The United Nations says humanitarian needs in refugee camps in Cameroon are increasing, exceeding the means available to take care of the growing number of refugees. But some of the refugees have empowered themselves by making use of resources around them to earn a living for their families. At Gado refugee camp in eastern Cameroon, 200 refugee women have developed a fish pond by a river and are supplying fish not only to people in need in the camp but to surrounding villages.
More than a hundred women sing here on the side of a river at Gado near the United Nations refugee camp. It is a day of harvest and many refugees have come to buy. Among the fish farmers is 31-year-old Christine Mboula, a Central African Refugee who has been living in the camp for two years. Her laughs are indicative of how happy she is to raise money from the sale of the fish and then carry some of her catch home for her family.
Mboula says she has come to the river to collect and sell fish so as to help her family. She says the activity has kept them going.
Christine says she had been jobless and poor and could not take care of her three children. She lost her husband in the fighting in C.A.R. and relied on food aid from the United Nations, which she says was never enough.
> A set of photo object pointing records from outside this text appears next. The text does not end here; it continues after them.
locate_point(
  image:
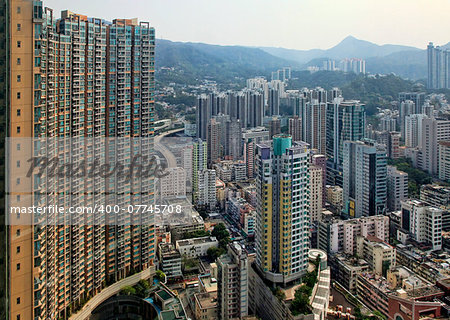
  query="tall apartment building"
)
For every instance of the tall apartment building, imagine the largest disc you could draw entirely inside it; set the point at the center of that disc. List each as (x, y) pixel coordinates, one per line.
(251, 137)
(392, 142)
(433, 131)
(232, 289)
(423, 222)
(435, 195)
(199, 163)
(295, 128)
(406, 108)
(337, 235)
(203, 114)
(282, 226)
(274, 126)
(397, 188)
(365, 188)
(413, 130)
(355, 65)
(206, 195)
(213, 141)
(76, 77)
(438, 67)
(321, 161)
(274, 102)
(173, 184)
(314, 124)
(345, 122)
(418, 98)
(379, 254)
(186, 164)
(388, 123)
(255, 109)
(444, 160)
(315, 200)
(335, 197)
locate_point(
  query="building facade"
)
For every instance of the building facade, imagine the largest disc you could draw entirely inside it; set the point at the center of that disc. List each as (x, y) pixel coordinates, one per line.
(76, 77)
(364, 170)
(232, 290)
(282, 226)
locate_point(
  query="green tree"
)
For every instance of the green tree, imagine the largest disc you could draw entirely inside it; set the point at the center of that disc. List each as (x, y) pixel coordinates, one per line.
(160, 275)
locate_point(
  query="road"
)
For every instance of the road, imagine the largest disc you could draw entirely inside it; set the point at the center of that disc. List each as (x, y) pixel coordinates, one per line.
(171, 160)
(107, 292)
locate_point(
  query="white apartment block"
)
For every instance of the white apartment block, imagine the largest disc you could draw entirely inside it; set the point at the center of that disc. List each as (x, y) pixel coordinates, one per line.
(196, 247)
(433, 131)
(173, 184)
(335, 196)
(444, 160)
(341, 235)
(206, 195)
(413, 130)
(423, 222)
(378, 254)
(397, 186)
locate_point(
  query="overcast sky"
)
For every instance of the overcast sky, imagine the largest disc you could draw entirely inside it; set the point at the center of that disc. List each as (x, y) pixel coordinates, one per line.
(296, 24)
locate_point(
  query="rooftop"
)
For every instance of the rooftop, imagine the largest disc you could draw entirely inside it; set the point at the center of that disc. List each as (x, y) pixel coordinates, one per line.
(206, 300)
(193, 241)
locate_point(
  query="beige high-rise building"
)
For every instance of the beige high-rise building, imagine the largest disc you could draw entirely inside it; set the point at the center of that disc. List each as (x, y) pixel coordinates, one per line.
(444, 160)
(67, 78)
(295, 128)
(315, 202)
(433, 131)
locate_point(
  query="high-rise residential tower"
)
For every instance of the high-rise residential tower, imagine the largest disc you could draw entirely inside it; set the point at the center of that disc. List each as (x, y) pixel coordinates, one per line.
(282, 226)
(397, 188)
(199, 163)
(433, 131)
(232, 272)
(345, 122)
(295, 128)
(76, 77)
(364, 171)
(438, 67)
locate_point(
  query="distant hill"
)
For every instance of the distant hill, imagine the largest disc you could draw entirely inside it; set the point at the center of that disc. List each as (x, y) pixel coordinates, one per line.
(405, 61)
(227, 64)
(198, 61)
(350, 47)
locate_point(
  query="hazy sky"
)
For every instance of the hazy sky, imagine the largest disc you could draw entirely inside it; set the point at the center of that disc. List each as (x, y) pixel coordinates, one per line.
(296, 24)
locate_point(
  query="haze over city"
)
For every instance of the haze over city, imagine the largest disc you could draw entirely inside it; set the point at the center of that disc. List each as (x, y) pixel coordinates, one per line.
(295, 24)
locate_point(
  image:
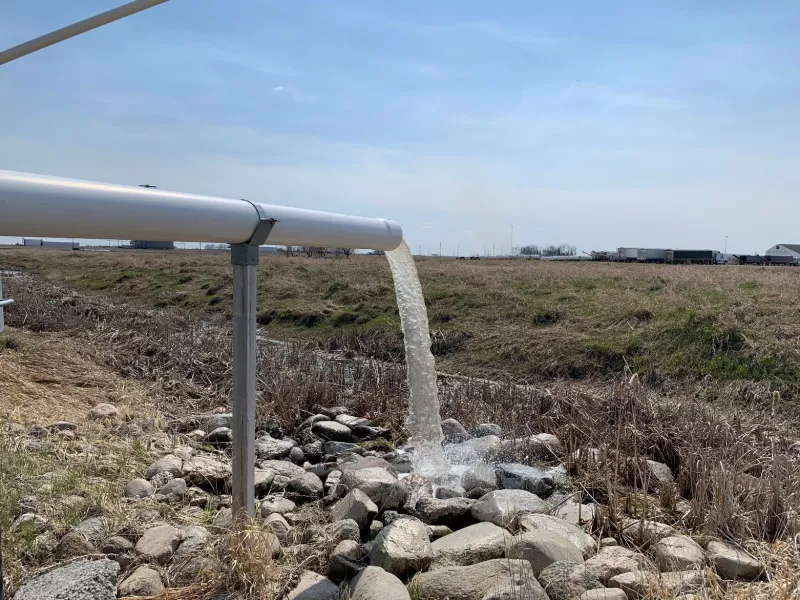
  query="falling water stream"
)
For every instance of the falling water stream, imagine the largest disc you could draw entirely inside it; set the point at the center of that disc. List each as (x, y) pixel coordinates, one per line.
(424, 421)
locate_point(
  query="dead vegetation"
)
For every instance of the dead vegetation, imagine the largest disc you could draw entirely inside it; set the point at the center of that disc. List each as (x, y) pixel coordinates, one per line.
(736, 461)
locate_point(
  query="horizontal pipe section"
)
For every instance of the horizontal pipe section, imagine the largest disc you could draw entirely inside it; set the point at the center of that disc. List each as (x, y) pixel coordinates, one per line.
(44, 206)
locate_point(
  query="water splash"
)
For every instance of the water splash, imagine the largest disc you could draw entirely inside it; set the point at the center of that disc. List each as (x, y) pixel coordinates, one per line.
(424, 421)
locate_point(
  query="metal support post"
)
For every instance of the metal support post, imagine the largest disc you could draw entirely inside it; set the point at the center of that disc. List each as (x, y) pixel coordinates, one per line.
(244, 258)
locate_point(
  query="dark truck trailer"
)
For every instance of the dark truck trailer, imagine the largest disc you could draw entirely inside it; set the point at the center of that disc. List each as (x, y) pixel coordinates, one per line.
(773, 259)
(691, 257)
(750, 259)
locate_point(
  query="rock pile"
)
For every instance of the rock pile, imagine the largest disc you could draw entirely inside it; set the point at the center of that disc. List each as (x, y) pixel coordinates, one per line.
(508, 528)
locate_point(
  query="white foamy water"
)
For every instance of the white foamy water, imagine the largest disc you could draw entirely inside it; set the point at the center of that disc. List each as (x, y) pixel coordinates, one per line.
(424, 422)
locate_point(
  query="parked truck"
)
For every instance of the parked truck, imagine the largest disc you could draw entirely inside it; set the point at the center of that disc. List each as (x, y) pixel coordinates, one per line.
(690, 257)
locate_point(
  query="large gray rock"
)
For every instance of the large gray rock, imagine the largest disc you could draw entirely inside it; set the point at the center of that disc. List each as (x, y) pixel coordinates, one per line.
(144, 581)
(679, 553)
(732, 562)
(166, 464)
(474, 450)
(313, 586)
(345, 561)
(542, 548)
(355, 505)
(501, 507)
(516, 476)
(615, 560)
(492, 579)
(480, 476)
(138, 488)
(453, 512)
(207, 473)
(84, 579)
(158, 544)
(454, 432)
(268, 448)
(564, 580)
(332, 431)
(584, 542)
(402, 548)
(470, 545)
(485, 429)
(373, 583)
(381, 487)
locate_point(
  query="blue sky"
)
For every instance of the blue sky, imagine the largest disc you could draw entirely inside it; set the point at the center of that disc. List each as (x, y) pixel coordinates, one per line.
(598, 124)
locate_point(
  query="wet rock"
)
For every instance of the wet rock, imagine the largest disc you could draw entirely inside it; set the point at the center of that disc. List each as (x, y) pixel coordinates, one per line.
(445, 492)
(381, 487)
(103, 411)
(84, 579)
(732, 562)
(350, 421)
(501, 507)
(268, 448)
(679, 553)
(373, 583)
(542, 548)
(338, 448)
(73, 544)
(515, 476)
(402, 548)
(332, 431)
(220, 437)
(453, 512)
(564, 580)
(355, 505)
(480, 476)
(345, 560)
(158, 544)
(485, 429)
(489, 579)
(276, 504)
(470, 545)
(454, 432)
(144, 581)
(582, 540)
(366, 432)
(313, 586)
(615, 560)
(138, 488)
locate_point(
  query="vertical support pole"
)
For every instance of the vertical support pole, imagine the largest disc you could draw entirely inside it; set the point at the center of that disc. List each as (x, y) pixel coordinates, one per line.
(245, 274)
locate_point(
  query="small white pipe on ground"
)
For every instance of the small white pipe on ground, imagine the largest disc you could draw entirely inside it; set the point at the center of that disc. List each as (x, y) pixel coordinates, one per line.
(43, 206)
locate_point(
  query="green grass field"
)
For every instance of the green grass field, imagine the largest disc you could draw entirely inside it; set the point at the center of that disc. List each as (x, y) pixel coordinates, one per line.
(527, 320)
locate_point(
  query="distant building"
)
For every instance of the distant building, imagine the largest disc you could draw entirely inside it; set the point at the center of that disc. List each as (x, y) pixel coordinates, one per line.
(792, 250)
(152, 245)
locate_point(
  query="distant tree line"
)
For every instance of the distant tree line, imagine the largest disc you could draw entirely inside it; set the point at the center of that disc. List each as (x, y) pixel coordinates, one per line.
(551, 250)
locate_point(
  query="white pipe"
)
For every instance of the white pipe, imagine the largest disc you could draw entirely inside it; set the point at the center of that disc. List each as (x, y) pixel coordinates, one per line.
(43, 206)
(69, 31)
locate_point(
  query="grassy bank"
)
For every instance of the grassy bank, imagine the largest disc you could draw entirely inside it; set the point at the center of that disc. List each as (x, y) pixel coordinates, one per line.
(525, 319)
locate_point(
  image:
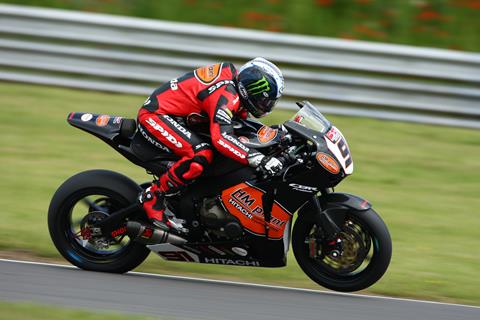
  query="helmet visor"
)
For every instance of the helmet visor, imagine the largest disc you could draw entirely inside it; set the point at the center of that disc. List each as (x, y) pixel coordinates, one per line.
(263, 105)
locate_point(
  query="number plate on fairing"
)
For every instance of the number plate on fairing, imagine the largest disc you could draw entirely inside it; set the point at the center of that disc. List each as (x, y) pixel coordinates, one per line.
(337, 144)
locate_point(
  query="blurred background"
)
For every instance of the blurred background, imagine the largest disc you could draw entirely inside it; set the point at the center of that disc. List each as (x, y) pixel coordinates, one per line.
(401, 79)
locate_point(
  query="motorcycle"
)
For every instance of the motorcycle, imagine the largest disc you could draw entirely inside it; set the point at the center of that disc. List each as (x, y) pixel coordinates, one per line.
(232, 214)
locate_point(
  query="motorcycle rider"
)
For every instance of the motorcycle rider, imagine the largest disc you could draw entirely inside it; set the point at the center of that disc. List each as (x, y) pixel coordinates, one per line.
(221, 93)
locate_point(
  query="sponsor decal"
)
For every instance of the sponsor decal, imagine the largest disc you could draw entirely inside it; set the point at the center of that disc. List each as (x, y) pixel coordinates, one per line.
(86, 117)
(117, 120)
(298, 119)
(208, 74)
(337, 144)
(240, 251)
(164, 132)
(218, 85)
(223, 116)
(201, 145)
(266, 134)
(302, 188)
(102, 120)
(243, 139)
(150, 139)
(147, 233)
(235, 141)
(174, 84)
(328, 163)
(246, 201)
(333, 135)
(230, 148)
(178, 126)
(235, 100)
(233, 262)
(257, 87)
(242, 91)
(119, 231)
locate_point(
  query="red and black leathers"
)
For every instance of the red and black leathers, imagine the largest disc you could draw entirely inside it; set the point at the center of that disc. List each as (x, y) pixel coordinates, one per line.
(210, 91)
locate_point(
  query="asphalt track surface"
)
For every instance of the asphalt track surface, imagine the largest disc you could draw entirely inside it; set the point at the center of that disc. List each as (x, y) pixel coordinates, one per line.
(189, 298)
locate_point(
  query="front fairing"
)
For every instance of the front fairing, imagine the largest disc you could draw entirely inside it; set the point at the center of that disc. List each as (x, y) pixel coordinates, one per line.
(328, 146)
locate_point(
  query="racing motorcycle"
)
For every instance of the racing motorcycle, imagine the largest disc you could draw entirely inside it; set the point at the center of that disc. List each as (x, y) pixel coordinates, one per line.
(232, 215)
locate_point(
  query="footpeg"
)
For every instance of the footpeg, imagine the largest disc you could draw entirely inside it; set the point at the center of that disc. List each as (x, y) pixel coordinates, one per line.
(147, 234)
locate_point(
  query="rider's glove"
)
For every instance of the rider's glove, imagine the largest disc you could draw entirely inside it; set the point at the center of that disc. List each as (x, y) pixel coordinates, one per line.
(270, 165)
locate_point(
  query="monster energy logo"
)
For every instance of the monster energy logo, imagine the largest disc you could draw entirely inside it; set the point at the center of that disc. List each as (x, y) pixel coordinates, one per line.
(259, 86)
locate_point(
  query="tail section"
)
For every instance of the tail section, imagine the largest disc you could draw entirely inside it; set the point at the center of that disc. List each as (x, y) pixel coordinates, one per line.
(104, 126)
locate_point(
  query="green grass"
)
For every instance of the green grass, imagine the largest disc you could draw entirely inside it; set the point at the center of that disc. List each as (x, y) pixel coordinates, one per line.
(29, 311)
(423, 180)
(433, 23)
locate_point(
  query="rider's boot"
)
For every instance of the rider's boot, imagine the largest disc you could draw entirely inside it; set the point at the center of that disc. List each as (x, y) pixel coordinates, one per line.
(153, 202)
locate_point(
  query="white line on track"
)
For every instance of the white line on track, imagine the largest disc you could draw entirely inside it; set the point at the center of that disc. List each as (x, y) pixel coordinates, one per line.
(247, 284)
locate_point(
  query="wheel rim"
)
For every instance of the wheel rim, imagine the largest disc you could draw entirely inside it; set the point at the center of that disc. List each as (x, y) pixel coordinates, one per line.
(83, 209)
(358, 248)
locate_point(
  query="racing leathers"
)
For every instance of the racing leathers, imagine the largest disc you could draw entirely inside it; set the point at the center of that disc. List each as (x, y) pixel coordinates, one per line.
(210, 91)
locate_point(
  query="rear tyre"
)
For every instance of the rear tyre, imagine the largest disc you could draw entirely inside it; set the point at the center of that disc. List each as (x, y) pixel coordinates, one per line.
(82, 199)
(365, 245)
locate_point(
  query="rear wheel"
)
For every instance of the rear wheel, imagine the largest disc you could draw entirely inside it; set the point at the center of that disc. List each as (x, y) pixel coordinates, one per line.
(81, 201)
(355, 259)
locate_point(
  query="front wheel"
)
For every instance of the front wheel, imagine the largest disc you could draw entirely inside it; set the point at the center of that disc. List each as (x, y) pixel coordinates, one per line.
(354, 260)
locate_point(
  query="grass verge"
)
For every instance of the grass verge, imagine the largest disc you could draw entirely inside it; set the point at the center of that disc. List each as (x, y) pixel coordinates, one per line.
(29, 311)
(423, 180)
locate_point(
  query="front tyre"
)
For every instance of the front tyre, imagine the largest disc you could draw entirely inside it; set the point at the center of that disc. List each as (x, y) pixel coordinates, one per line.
(81, 201)
(357, 258)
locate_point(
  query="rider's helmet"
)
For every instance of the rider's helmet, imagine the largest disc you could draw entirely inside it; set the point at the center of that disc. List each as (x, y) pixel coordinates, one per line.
(260, 85)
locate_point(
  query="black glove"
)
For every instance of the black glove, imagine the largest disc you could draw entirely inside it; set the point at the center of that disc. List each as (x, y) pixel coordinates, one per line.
(270, 166)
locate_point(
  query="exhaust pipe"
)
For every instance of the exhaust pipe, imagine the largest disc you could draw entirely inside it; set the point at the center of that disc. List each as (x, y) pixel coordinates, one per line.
(145, 234)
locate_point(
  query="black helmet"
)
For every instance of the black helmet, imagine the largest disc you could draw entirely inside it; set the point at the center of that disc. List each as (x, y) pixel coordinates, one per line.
(260, 84)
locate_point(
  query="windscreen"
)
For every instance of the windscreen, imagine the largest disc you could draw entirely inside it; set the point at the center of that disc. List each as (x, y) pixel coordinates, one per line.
(310, 117)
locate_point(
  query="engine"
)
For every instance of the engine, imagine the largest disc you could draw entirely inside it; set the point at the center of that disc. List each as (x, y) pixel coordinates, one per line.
(221, 223)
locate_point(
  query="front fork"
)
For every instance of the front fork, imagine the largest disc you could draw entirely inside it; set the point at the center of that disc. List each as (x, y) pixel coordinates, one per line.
(330, 242)
(323, 220)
Boniface Nyado, head of the World Food Program office in the eastern Cameroon town of Bertoua says the inland fish aquaculture program was started in the area in June 2017 by the World Food Program to attend to the needs of C.A.R. refugees and their host communities.
He says they initiated the project when they noticed that the locality had high fishing potential and at the same time there was insufficient food and a deficit in protein needed by the host communities and refugees. He says they brought groups of 200 refugees and host community members who work in the fishing area for six months, harvest and sell the fish and then create their own fish ponds to help them raise revenue and protein.
The refugees and host community members receive business training, emphasizing savings and loan best practices, technical support that includes how to produce low-cost fish food pellets, and other innovative ideas from the World Food Program.
The host communities are involved in efforts to stop any potential conflict that may arise from using water and other resources.
The W.F.P. says the savings and loan program in Gado is part of a new response to the massive displacement of people from C.A.R. to Cameroon and the effects it has on host communities.
Barely 1,000 C.A.R. refugees were here at Gado at the beginning of 2017. Today, close to 25,000 people are seeking refuge and trying to survive as tensions in the central African state continue.
Allegra Baiocchi, resident coordinator of the UN system in Cameroon says the aquaculture program was initiated to support the refugees and empower them rather than have them be dependent on resources that are overstretched and slow to come.
“Our response is underfunded. We need to remember the refugees population and the impact this has on the host communities and we need to do more,” she said. “Overall, the humanitarian response in Cameroon is 40 percent funded. When it comes to refugees, that figure comes down to 20 percent. There is not more we can do with 20 percent of the funding. After three years, what the people are asking us is to give them more long term support. To start putting them on the path of recovery and of development.”
The United Nations raised only $148 million of the 390 million dollars it needed up to the end of last September. The UN says by January, the needs of the refugees will increase to 498 million dollars.
C.A.R. plunged into turmoil in 2013 when the government of the majority Christian nation was overthrown by Muslim rebels, setting off a wave of sectarian fighting.
Christians, fearing reprisal attacks from the Muslim ex-rebels who controlled Central African Republic, fled for safety.
At least two-point-two million are finding it difficult to feed themselves and in May of this year, the U.N. refugee agency said that there were more than 500,000 internally displaced persons in the country.